The contact sent a jolt of electricity up my leg that nearly made me drop my pen.
"What are you doing?" I hissed, looking around. The lecture hall was full. People were staring. Jack Sterling didn't sit in the front row. Jack Sterling sat in the back and slept, or he didn't show up at all.
"Learning about the upper limb," he whispered back, pulling a crumpled notebook out of his bag. He opened it to a blank page. He didn't have a pen.
"You’re not in this class," I whispered furiously. "You’re a Business major."
"I’m auditing," he smirked. "Broadening my horizons."
"You’re insane. Everyone is staring."
"Let them stare."
He leaned back, stretching his arm along the back of my chair. It wasn't touching me, but it was claiming the space. It was a territorial box. She is in my perimeter.
Professor Halloway started the lecture. I tried to take notes. I really did.
But Jack was... distracting.
He smelled like soap and cedar. He was radiating heat like a furnace.
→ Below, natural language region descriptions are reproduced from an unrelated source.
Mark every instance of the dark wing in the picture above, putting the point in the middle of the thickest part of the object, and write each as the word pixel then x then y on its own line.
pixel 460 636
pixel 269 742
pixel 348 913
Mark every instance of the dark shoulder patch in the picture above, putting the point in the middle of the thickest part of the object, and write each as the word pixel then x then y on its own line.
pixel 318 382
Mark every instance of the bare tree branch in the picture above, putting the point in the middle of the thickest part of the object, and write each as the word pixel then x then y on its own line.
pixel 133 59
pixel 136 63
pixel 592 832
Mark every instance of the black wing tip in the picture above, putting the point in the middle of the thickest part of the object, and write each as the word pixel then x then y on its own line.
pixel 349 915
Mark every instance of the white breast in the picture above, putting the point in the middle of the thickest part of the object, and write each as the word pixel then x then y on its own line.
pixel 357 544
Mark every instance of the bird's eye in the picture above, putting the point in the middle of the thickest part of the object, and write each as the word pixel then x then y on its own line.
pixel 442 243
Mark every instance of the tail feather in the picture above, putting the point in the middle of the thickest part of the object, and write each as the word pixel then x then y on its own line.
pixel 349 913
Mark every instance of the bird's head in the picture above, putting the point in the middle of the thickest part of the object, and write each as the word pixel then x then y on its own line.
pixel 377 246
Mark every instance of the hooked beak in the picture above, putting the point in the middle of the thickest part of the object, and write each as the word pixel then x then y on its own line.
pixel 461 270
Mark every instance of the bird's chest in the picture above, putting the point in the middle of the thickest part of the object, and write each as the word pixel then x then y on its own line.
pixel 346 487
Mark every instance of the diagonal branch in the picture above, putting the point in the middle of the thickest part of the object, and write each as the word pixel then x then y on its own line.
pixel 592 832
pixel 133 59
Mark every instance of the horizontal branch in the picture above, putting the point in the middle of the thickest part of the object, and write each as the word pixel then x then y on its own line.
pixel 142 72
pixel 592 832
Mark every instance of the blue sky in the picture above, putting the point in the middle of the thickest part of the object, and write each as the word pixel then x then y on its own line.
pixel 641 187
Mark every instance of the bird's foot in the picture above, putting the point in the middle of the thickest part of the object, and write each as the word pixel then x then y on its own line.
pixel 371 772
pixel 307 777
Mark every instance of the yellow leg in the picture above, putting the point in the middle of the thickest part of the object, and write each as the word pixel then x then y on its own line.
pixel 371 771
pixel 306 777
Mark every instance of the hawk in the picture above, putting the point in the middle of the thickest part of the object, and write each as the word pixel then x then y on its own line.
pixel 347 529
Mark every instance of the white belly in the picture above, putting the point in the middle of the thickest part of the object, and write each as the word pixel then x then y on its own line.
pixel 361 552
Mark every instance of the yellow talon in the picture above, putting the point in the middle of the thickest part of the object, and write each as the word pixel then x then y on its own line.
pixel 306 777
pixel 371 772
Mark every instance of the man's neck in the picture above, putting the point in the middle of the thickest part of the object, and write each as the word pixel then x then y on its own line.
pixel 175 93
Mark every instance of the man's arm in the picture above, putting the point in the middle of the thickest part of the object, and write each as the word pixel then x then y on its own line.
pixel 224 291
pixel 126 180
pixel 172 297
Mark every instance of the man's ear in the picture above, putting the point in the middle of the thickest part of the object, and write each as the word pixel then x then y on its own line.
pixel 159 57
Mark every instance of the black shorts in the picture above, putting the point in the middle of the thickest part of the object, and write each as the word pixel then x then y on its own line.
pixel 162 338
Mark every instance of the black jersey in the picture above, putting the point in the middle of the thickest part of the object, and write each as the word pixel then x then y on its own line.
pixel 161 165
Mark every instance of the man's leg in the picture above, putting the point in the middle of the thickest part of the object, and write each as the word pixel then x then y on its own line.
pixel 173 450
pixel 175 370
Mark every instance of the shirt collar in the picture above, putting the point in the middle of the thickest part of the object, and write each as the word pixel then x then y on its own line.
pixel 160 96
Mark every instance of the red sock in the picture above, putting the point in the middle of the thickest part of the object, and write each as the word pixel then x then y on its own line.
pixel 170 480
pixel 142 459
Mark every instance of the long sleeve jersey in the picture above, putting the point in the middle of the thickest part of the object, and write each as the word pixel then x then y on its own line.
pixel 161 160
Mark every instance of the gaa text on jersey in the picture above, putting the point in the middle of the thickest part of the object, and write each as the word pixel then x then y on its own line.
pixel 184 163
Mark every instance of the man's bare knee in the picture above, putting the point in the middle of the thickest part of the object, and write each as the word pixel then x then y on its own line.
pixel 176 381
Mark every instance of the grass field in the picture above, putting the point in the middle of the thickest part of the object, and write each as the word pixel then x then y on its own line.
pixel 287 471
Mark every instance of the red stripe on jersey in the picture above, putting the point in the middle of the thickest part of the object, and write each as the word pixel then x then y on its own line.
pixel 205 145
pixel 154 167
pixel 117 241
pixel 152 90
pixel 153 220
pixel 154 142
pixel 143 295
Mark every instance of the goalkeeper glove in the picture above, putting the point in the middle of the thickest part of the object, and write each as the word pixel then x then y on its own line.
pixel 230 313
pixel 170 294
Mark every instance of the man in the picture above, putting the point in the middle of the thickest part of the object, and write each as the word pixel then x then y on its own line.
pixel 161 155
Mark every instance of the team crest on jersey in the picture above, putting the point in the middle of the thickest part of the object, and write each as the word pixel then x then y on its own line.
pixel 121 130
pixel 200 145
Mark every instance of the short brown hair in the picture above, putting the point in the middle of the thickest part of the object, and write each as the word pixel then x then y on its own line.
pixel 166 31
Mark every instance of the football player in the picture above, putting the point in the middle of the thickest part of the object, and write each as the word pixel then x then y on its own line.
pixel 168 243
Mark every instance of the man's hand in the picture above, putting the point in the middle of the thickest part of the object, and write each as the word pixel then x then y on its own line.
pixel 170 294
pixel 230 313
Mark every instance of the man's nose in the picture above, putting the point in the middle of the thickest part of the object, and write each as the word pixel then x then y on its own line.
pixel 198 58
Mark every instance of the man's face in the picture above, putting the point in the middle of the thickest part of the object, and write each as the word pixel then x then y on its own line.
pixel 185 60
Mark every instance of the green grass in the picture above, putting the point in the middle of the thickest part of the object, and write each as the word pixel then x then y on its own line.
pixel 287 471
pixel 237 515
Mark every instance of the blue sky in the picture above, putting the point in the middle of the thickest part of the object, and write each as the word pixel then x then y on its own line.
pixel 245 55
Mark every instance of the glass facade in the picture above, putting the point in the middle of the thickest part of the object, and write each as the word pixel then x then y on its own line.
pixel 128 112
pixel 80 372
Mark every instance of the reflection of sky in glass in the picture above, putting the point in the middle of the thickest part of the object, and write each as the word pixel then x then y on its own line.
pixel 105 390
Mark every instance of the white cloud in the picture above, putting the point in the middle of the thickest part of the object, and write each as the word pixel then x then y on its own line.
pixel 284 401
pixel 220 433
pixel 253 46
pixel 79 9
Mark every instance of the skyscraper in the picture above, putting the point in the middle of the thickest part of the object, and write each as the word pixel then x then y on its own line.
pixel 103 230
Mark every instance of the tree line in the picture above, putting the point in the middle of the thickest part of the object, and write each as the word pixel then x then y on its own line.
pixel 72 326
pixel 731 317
Every time he shifted, his thigh brushed mine.
And he was doing it on purpose.
About twenty minutes in, my phone buzzed on the desk. A text.
Dean Vance (Father): Office. Now.
My stomach dropped. The cold dread that lived permanently in the pit of my gut whenever my father summoned me expanded, freezing out the heat Jack was generating.
My hand shook as I reached for the phone.
Jack’s hand shot out, covering mine. His palm was warm, rough, and grounding.
"What is it?" he whispered, his playful demeanor vanishing instantly. He saw the tremor.
I slid the phone toward him so he could read the screen.
He read it. His jaw tightened.
"I’ll walk you," he said.
"You can't," I whispered, pulling my hand back. "He hates you. If he sees you with me, especially after... after the weekend... he’ll make it worse."
"I’m not letting you go in there alone, Eloise."
"You have to," I said, pleading with my eyes. "Please, Jack. I can handle him. I’ve handled him my whole life. If you come, it becomes a fight. I need it to be a conversation."
Jack stared at me. He looked at the fear in my eyes. He hated it. I could see the wolf fighting to get out, fighting to go rip the throat out of whatever was scaring his mate.
But he nodded.
"I’ll be outside," he said. "Right outside the door. If you scream... if he touches you... I’m coming in. And I don't care if he’s the Dean or the Pope."
"Okay," I breathed.
I packed my bag. I stood up, disrupting the lecture.
"Miss Vance?" Professor Halloway asked, pausing mid-sentence.
"Family emergency," I mumbled, keeping my head down.
I walked out of the hall. I could feel Jack’s eyes on my back every step of the way. Burning. Protecting.
The Administration Building was the heart of Ironwood. Marble floors, vaulted ceilings, portraits of dead men in robes lining the walls. It was quiet. Oppressive.
I walked past the secretary, who gave me a sympathetic look. Everyone knew. Everyone knew Dean Vance demanded perfection.